It's occurring to me, with each milestone of Mommydum, that I live in the moment. Really, it's just almost impossible not to. Keeping up with the day-to-day goings on and trying to stay on top of the business of growing children leaves little time (or energy) for retrospection or future mapping. Of course, I have the obligatory baby books, which I cram full of artwork, well-check updates and class pictures. I also dutifully contribute to the college savings fund; (or as in my half Lebanese daughters case, the 'Eyebrow Waxing Fund', whichever proves most beneficial at her eighteenth birthday). But still, I have this gnawing feeling that I'm forgetting the here and now, even as I am experiencing it.
There's always a trace of truth in sayings that have become commonplace. Things like, Don't look a gift horse in the mouth or They grow up so fast. Sometimes they don't impact you until you hear them in just the right context or time in your life.
When my first was still in infancy, I would mentally roll my eyes each time I heard it. Surely they had no idea what I was going through, I thought. The long sleepless nights, the frustration and constant search for the perfect soothing method, the seemingly endless days of diaper changes and spit-up stains. Time was definitely not zipping by, in fact, it had slowed to a snails pace with each day oozing into the next.

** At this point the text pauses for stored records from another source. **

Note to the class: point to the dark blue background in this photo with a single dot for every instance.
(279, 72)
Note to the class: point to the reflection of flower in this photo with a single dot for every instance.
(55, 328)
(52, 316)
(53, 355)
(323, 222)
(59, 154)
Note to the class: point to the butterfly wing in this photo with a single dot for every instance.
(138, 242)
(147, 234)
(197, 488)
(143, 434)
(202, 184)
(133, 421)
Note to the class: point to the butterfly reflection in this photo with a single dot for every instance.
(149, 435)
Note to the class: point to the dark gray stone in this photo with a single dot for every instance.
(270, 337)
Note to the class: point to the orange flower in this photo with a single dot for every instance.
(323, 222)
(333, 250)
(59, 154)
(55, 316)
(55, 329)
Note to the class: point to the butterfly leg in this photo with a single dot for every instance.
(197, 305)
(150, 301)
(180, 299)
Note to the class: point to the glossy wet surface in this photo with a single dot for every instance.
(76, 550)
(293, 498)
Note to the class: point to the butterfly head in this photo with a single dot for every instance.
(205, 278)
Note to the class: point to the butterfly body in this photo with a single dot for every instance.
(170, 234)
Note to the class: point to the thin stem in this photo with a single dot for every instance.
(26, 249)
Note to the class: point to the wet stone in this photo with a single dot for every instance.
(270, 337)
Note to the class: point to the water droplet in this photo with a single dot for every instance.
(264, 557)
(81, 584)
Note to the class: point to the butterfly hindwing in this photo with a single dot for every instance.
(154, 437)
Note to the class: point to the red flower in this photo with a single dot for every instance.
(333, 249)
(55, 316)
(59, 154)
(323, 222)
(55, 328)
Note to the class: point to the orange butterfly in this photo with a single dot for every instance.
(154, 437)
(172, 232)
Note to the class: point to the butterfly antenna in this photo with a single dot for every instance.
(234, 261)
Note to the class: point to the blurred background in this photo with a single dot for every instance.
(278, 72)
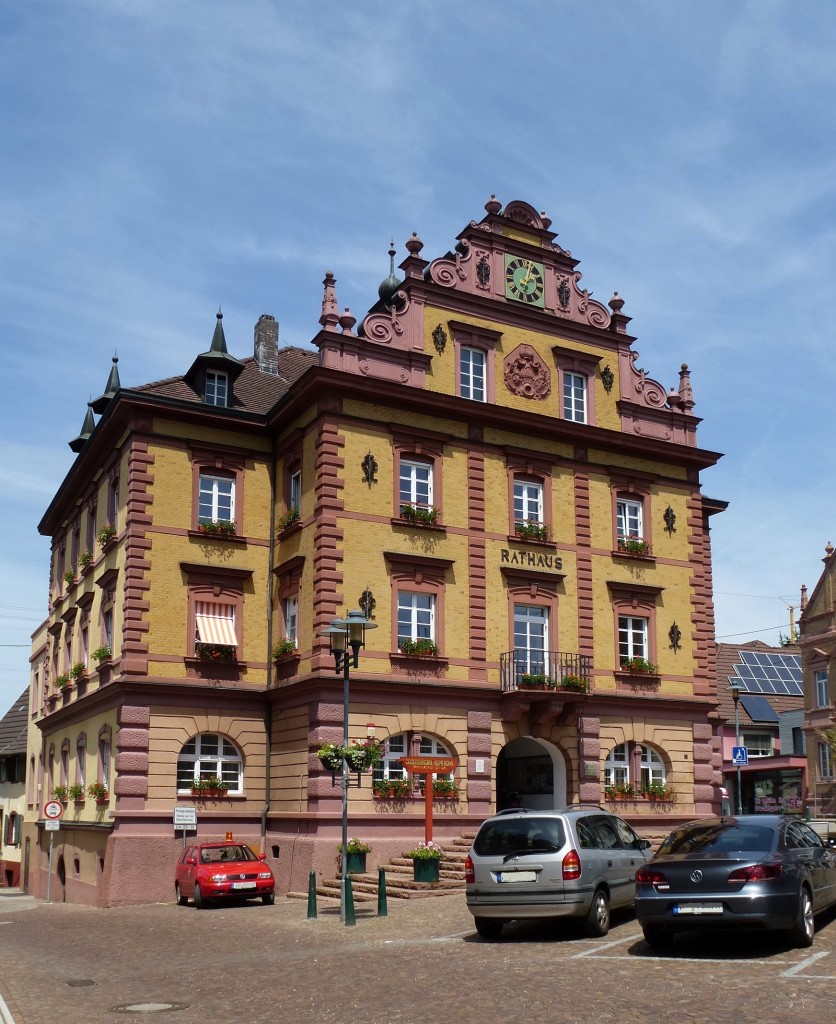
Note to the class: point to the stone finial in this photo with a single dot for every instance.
(330, 316)
(414, 245)
(347, 322)
(685, 392)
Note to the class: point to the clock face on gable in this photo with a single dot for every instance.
(525, 281)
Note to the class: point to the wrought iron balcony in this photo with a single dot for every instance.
(526, 669)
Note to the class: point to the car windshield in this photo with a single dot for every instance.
(509, 837)
(215, 854)
(720, 838)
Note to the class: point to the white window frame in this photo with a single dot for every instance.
(575, 398)
(617, 766)
(528, 501)
(215, 498)
(629, 515)
(416, 615)
(822, 694)
(216, 388)
(472, 373)
(416, 482)
(207, 755)
(633, 638)
(292, 620)
(531, 624)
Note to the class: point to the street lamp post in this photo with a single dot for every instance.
(345, 638)
(736, 697)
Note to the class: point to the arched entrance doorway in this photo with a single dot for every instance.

As a mother of toddlers, I became accustomed to hearing the words, "Kids these days" or some variation of it....."I don't remember you acting that way".....blah blah blah. As if children today where completely unrelated creatures to those of us who grew up in the previous generation and time had mercurially leaped forward, leaving in its wake a generation of heathens. Did she truly not remember the endless bickering and constant whining? She said it so convincingly, I too began to wonder if it had at all happened.
But, as my three year old started his first day of preschool last week, wearing his 'big boy underwear' it dawned on me that time had indeed flown by. Gone are the days of diaper changing and bottle making. And in the blink of an eye, I am entering a new dimension. It's as if becoming a mom has somehow changed the very essence of time. It no longer follows any logical pattern. It's slippery in substance, bittersweet in taste.
I choose to look at it as Gods little party favor. As I turn to leave the 'Baby Party' that seemed as if it would never end; I am handed a neat little package. Its contents are the moments in time that defined an era, first smiles, words and walking. The editing room floor strewn with those frames that didn't make the cut. And my mind, trying in vain to grasp, the ever evolving definition of time.